En el hoy, reviso redes sociales como forma de mantenerme haciendo algo, tratando de aprender algo, de reírme de algo. Sigo una cuenta donde se comentan los trajes de hombres, su corte, caída, largo, tela, tamaño y se muestra la diferencia entre una escogencia y otra.
Me maravilla porque siempre he sentido que no tengo esa agudeza de vista. Nunca sé escoger las cosas o qué va con qué, o qué se me ve bien. Nunca me acuerdo de la colorimetría de mi piel y sería feliz en jeans y camiseta. Quisiera, eso sí, que las cosas se me vieran como en la revista, tener ese conocimiento, ese sentido del gusto y no simplemente ponerme lo que me parece que me queda.

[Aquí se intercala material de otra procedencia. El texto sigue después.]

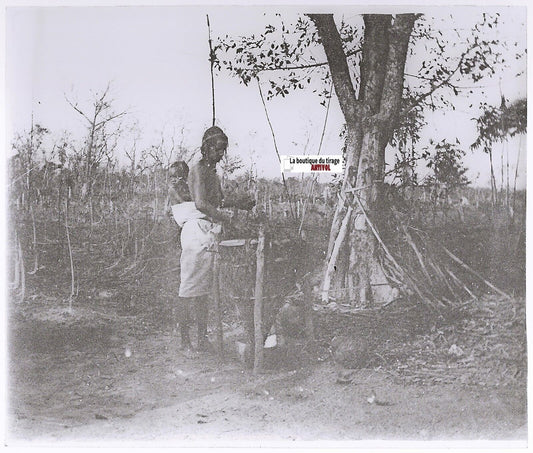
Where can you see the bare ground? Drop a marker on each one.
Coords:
(94, 375)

Mi papá, entre los muchos trabajos que tuvo, fue sastre. Aprendió desde niño, en la sastrería de mi tío abuelo. Me lo imagino enhebrando, cortando, acomodando, apreciando la tela con la mano, planchando, tallando a los clientes, oyendo la conversación de los otros sastres. La sastrería, un lugar solo de hombres, una escuela distinta.
Han pasado casi 50 años desde la última vez que sentí su abrazo. Y en el futuro que él no vivió, lo sigo sintiendo conmigo y sonrío.